Os conselhos de classes profissionais são organizações criadas com a finalidade de regulamentar as profissões que representam. Por exemplo, o Conselho Regional de Educação Física do Rio Grande do Sul (CREF2/RS) é o órgão que define as regras para o exercício da profissão da Educação Física.
É correto afirmar que os conselhos fazem o “fino ajuste” entre as necessidades da sociedade e a entrega realizada pelos profissionais representados. Por esta linha, durante o exercício de suas atividades, os profissionais transitam entre os limites da ética e são os conselhos que ajudam com definições mais concretas e próximas da realidade sobre como devem agir ou se posicionar diante das ambiguidades e sutilezas interpretativas desta relação.
Podemos citar, por exemplo, que qualquer estudante de Educação Física poderia atuar em uma academia como personal trainer, porém, sem todo o conhecimento necessário, poderia gerar problemas irreversíveis em seus alunos, devendo ser punido de acordo com os danos causados. Aqui entra o conselho com “seu ajuste fino”, definindo critérios, regras e punições para que incidentes/eventos como esse sejam evitados – fiscalizando as academias e seus profissionais, coibindo o exercício ilegal da profissão.
Na mesma linha, citando outro exemplo, agora no âmbito do Direito, será que qualquer cidadão seria capaz de perceber a diferença de um advogado formado e devidamente registrado na ORDEM DOS ADVOGADOS DO BRASIL (OAB), para um estudante “engravatado” que também poderia tentar lhe prestar um trabalho? Esse olhar do conselho de classe é que nos faz ter a seguridade para confiar em um ou outro profissional.
As leis e o nosso ordenamento jurídico são bastante complexos para termos certeza de que houve um erro em determinado caso e mais uma indecifrável conjuntura de fatores que levaram aquele determinado caso a uma derrota jurídica. Um conselho formado por vários outros advogados teria ainda mais condições de avaliar situações como essas. Por isso existe a ORDEM DOS ADVOGADOS DO BRASIL, que contam com as seccionais e subseções que ajudam a fiscalizar os advogados e estagiários devidamente escritos em seus quadros funcionais .
É comum, no entanto, encontrarmos profissionais reclamando dos seus conselhos, muitos dizem que só cobram anuidades e não oferecem nada em troca e completam dizendo que só fazem politicagem e não acrescentam nada. Eu vejo com outros olhos! Imaginem nosso país, com tantos problemas de corrupção e falta de ética, como seria se não tivéssemos profissionais cientes (até mesmo preocupados) das responsabilidades (e direitos) do exercício da sua profissão?

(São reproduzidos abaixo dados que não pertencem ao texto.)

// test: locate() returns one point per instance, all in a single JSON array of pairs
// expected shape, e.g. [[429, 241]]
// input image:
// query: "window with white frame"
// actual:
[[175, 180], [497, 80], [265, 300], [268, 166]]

O que acontece é que o principal “cliente” dos conselhos é a sociedade e não os profissionais representados – por isso, esse sentimento de falta de representatividade. No entanto, ao proteger a sociedade do mau exercício da profissão, os conselhos protegem os bons profissionais e valorizam a profissão.

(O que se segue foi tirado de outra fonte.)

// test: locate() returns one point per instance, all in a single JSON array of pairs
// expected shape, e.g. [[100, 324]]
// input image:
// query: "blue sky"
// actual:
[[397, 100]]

UM PROFISSIONAL SEM UM CONSELHO FORTE E ATUANTE, ALÉM DE DESVALORIZAR A PROFISSÃO, GERA UM PROBLEMA INCALCULÁVEL para nossa sociedade!

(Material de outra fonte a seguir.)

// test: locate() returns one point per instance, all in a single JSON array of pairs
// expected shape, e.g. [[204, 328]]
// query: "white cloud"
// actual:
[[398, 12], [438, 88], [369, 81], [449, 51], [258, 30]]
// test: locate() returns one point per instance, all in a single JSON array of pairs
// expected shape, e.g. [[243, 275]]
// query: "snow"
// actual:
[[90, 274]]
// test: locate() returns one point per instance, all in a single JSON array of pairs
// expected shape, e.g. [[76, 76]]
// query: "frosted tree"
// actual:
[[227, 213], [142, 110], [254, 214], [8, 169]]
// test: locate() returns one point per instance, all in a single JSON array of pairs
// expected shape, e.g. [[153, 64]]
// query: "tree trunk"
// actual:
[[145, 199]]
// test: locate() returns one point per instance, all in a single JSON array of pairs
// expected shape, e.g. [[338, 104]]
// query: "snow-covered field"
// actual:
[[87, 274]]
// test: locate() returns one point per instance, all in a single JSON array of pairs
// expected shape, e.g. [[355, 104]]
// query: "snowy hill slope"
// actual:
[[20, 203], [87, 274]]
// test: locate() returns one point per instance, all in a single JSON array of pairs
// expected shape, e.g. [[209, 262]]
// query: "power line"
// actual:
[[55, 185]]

Neste viés, é preciso que se reconheça que alguns Conselhos, como é o caso do Conselho de Educação Física, que vai além da regulamentação e fiscalização, oferecendo desenvolvimento, valorização e inovações para as profissões, mereça a sua devida regulamentação da profissão. Nesta terça-feira, dia 12/04/2022, será realizada a Audiência Pública, que prevê a regulamentação da profissão de Educação Física e a criação dos Conselhos Federal e Regionais de Educação Física (PL 2486/2021).
Como relatei anteriormente, os Conselhos Federais e Regionais, são importantes porque exercem um papel de Estado, porque observam se o profissional exerce sua profissão da forma explicita pela lei, verificam o exercício da profissão por profissional não habilitado, impõem multa aos maus profissionais e até cassam a licença dos profissionais envolvidos em irregularidades. O Estado não tem condições de fiscalizar todas as profissões, e assim somente com a aprovação da PL 2486/2021 poderá ser restabelecida a competência, já existente para atender especialmente para esse fim.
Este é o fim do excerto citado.